Desaster zeigt, dass die Rolle

der Bankenaufsicht neu definiert werden muss“ von Carsten Brönstrup

vom 28. Juli

Carsten Brönstrup hat recht: Gegenüber so hoch riskanten Geschäftsmodellen wie dem der Depfa/HRE müsste es Sonderregelungen geben, „weil im Zweifel ja der Steuerzahler für Fehler geradestehen muss“.

Zuzustimmen ist ihm auch, dass die Wahlkämpfer sich alsbald des Themas annehmen sollten. Die Wahlkämpfer der großen Koalition werden es aber nicht tun. Warum? Weil die Bundesregierung und die sie tragenden Parteien mitgezockt haben. Wie schon die Regierungen Kohl und Schröder wollten sie einen großartigen „Finanzplatz Deutschland“ aufbauen, der mit der Wallstreet und der Londoner City mithalten kann.

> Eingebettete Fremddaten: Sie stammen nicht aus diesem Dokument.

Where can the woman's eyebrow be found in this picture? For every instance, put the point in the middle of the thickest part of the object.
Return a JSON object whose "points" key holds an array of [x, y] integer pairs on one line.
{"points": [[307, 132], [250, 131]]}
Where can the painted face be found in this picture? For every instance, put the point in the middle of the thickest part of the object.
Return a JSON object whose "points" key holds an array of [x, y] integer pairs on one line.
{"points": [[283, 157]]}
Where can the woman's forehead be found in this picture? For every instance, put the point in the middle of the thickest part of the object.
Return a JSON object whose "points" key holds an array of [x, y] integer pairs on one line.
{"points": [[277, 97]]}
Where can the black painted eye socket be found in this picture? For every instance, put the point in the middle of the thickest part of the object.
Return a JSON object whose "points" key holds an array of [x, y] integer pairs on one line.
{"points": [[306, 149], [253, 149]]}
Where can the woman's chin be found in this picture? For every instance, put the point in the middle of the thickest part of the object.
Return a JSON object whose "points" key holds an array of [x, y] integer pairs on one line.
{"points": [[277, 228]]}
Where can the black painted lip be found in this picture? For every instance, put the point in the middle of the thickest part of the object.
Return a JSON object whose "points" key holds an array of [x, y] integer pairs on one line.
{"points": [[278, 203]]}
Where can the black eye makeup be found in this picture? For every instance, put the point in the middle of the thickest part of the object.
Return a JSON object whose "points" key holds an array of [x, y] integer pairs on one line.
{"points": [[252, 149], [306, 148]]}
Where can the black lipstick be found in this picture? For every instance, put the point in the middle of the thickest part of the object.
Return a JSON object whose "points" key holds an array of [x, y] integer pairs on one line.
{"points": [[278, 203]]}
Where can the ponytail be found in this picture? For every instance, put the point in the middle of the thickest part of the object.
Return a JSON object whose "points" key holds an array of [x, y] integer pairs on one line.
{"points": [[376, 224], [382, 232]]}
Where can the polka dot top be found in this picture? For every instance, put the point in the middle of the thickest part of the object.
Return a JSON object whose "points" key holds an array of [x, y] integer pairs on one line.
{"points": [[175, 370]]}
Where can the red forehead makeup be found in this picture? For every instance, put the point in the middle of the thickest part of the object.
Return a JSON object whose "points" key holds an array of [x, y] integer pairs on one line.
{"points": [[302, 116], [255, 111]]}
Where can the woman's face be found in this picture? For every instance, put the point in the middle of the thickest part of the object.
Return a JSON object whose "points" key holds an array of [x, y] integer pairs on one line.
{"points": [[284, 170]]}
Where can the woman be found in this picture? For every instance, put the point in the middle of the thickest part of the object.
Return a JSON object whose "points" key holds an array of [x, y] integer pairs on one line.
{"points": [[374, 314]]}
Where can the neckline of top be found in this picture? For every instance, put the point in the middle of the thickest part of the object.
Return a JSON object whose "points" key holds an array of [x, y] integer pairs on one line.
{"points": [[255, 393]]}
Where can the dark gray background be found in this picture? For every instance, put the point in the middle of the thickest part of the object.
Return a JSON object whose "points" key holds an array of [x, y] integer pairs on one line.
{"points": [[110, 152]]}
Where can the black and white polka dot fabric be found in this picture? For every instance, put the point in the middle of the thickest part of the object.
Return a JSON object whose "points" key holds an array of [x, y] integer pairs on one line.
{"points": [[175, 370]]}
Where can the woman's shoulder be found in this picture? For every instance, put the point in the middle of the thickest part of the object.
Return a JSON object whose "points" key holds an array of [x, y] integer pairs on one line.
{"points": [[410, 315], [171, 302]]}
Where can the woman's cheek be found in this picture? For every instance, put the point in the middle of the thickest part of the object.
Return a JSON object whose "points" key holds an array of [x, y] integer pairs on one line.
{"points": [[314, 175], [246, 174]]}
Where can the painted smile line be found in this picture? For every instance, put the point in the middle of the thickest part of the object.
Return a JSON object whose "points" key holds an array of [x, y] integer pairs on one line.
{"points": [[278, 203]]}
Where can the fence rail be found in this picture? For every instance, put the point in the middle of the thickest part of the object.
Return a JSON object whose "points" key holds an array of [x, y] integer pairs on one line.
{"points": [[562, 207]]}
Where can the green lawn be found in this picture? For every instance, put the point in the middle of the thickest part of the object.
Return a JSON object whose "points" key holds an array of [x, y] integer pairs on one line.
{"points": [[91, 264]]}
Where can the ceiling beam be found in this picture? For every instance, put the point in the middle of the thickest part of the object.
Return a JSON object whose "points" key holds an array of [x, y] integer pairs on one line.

Deshalb sollte an die Koalitionsvereinbarung vom 11.11.2005 Abschnitt II 3. erinnert werden: Ausbau des Verbriefungsmarkts, Unterstützung von Produktinnovationen, Fortentwicklung des bestehenden Unternehmensbeteiligungsgesetzes („Heuschrecken“!) in ein Private-Equity- Gesetz, Abbau überflüssiger Regulierungen, Handhabung der Aufsichtsstandards mit Augenmaß usw.

Regelungen, die den Kauf eines Spekulationsunternehmens wie die Depfa durch eine deutsche Bank hätten verhindern können, würden nicht in ein Konzept passen, von dem die Koalition noch keine einzige Maßnahme selbstkritisch korrigiert hat.